El buscador de oro
Viaje a Rodrigues
J.M.G. Le Clézio
La otra orilla 2008

por María Aixa Sanz

 

1‘EL BUSCADOR DE ORO’ de Jean Marie Gustave Le Clézio, último premio Nobel de Literatura, es una de esas historias que el buen lector deja su lectura para momentos muy especiales. ‘El buscador de oro’ es como el último bombón de la caja, el último sorbo de vino, la última calada de un cigarrillo, la última ola del verano. Para el buen lector esta novela es el asidero, el que le dará la respuesta cuándo se pregunte por qué la vida vale la pena. ‘El buscador de oro’ es un placer. Es un placer leerla, sumergirse en ella, vivirla. Cuando todo se derrumbe todavía quedará ella: copiosa en palabras, con una historia que nos envuelve y que es a la vez refugio e isla. El recreo donde deleitarse, de repente me he encontrado con mi propia infancia por obra y gracia de la literatura y me he podido mirar en el espejo donde siempre he querido verme reflejada. Es una novela profunda que va mucho más allá de las palabras por eso al finalizarla he descubierto que cuando esté muy sola, en la más verdadera de las soledades, cogeré esta novela y sabré que todo, todo, valió la pena y que yo tenía razón cuando creía que todo residía en el silencio, en el placer, en la calma y en la mar, porque todo ello era la libertad. ‘El buscador de oro’ es la historia de Ali y Laure, dos niños que  viven en Boucan en las Islas Mauricio, caminan descalzos, trepan por los árboles, sueñan despiertos, corren por la arena, miran el cielo, nadan en la mar, asilados del mundo, junto a su madre Mam y su padre, en un momento exacto un huracán se lleva su casa y también se lleva la vida que han conocido, el padre muere, y parece que todo termina. Se ven exiliados a la ciudad, deben calzar zapatos y vestirse, deben dejar de soñar y ya no ven más la mar. Ali, el pequeño hombre de la familia, tiene muy presente el despacho infranqueable de su padre en la casa del Boucan, allí su padre guardaba todos los papeles del tesoro del Corsario desconocido, un tesoro escondido en la isla  Rodríguez y su pasión por aquel misterio y el desarraigo que corre por su venas cuando ya es adulto, hace que se embarque en la goleta Zeta, cuya historia de marineros es otra maravilla de la novela.
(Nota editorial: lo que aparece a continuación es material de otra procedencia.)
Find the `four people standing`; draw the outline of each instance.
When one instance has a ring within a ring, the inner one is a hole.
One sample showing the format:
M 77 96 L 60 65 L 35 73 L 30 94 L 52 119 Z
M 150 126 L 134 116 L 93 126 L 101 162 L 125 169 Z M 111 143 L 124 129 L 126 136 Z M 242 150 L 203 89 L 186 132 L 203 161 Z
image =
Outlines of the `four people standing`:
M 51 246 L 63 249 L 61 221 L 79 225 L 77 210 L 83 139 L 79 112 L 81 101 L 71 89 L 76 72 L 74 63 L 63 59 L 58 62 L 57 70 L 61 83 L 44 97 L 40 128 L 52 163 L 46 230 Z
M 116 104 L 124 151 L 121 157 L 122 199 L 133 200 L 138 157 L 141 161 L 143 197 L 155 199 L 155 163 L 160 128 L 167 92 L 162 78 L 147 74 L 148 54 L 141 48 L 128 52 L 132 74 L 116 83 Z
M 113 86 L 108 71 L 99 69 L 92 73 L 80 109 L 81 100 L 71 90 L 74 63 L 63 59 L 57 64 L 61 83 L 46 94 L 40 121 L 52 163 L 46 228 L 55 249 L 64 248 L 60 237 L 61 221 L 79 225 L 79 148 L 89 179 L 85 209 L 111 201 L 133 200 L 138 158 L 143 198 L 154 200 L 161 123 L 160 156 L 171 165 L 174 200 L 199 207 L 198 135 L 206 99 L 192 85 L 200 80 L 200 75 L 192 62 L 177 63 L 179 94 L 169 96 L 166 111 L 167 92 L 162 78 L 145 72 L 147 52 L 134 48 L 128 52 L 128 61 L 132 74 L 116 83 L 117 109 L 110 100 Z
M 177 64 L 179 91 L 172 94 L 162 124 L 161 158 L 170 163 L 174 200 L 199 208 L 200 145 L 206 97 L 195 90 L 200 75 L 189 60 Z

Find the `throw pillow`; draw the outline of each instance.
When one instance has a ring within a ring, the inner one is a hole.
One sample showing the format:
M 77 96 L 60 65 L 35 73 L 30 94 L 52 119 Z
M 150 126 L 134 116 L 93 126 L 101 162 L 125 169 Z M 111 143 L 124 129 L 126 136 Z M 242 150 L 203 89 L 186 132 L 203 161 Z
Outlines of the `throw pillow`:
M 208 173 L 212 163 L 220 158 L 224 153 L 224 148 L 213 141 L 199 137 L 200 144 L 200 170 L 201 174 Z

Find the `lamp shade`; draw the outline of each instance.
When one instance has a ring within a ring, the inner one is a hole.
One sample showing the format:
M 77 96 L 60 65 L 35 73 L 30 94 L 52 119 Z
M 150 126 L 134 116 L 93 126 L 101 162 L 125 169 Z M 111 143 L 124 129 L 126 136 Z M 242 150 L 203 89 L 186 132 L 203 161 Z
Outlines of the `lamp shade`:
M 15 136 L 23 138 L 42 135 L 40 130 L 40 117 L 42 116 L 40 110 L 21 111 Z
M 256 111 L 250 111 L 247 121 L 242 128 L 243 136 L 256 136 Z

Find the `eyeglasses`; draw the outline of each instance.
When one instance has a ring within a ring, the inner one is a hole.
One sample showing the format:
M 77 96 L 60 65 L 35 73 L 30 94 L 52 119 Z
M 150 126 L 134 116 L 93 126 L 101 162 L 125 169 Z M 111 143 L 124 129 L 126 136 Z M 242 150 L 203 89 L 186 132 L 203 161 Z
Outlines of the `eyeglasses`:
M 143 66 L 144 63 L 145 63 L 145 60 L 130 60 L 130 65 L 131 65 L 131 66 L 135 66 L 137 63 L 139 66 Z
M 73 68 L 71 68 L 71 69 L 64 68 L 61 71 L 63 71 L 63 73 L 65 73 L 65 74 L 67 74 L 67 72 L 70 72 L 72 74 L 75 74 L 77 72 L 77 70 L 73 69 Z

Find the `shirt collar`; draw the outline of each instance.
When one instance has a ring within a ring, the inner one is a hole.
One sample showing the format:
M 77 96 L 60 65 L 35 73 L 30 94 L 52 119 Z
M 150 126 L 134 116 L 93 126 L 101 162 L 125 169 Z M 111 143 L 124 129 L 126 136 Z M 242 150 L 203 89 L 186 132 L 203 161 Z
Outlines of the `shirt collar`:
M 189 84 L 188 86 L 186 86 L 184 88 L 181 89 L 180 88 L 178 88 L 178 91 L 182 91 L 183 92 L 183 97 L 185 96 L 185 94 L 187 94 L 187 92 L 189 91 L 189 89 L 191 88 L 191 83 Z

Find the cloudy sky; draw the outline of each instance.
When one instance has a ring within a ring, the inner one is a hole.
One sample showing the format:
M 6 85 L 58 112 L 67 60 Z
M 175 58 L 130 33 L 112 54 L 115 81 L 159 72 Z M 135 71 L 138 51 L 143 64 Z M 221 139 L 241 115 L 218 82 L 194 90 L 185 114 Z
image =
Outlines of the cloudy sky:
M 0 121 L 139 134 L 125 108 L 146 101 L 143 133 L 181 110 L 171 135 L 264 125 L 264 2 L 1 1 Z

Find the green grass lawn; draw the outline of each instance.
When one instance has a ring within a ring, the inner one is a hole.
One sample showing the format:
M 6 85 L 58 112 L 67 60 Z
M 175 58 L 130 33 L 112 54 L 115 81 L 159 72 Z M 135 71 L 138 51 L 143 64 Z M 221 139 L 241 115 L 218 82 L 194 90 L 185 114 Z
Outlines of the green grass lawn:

Desde el Zeta o con el Zeta llega a Rodríguez y se instala en la Ensenada de los Ingleses para descubrir el tesoro del Corsario desconocido. Pasaran los meses y los años pero al final descubrirá el tesoro del Corsario y habrá valido la pena.

No debo contarles más.

Es una maravilla de novela en la que deben adentrarse sin miedo, preparados para la aventura, para gozar, para el placer, saldrán con los pies descalzos y sabiendo a salitre pero es un viaje que no deben perderse y si tienen un ser al que aman demasiado regálenselo, y ustedes mismos regálenselo también. Yo no puedo decirles más, solamente un dato después de leerla una vez, la he vuelto a releer y como lectora imposible que soy: la he subrayado, he escrito anotaciones en los márgenes, he dejado mi huella en ella y ella en mi y seguiré releyéndola hasta el final de los días, y al hombre a quien amo se la leeré al oído en las noches en que en el cielo brillen las estrellas y en el silencio se oiga la mar.

 

(...)Ahora es de noche, oigo en lo más hondo de mí el vivo ruido del mar que se acerca.(...) pag. 291

 

 

2

 

Por otro lado esta la novela ‘VIAJE A RODRIGUES’ también de Le Clézio. Este libro es un diario de viajes, donde Le Clézio cambia de registro narrativo, convirtiéndose en un monólogo, una redacción que anota el nieto de Ali el buscador de oro, cuando 70 años después viaja a la isla Rodríguez para averiguar que poderosa atracción sentía su abuelo, al que no conoció, por la isla y por el Corsario desconocido, para haber dejado tantos años de su vida en ese lugar.


El lector, si lee el libro después de haberse leído la novela ‘El buscador de oro’ podrá comprobar cuánto de atrevida tiene la ignorancia, y en cierto modo le dará lástima el muchacho puesto que aunque a veces esta muy próximo a lo que su abuelo sintió; luego en unos segundos se aleja de tal modo de la esencia de su abuelo que pasa a estar en el otro extremo de los sentimientos y de las sensaciones de éste.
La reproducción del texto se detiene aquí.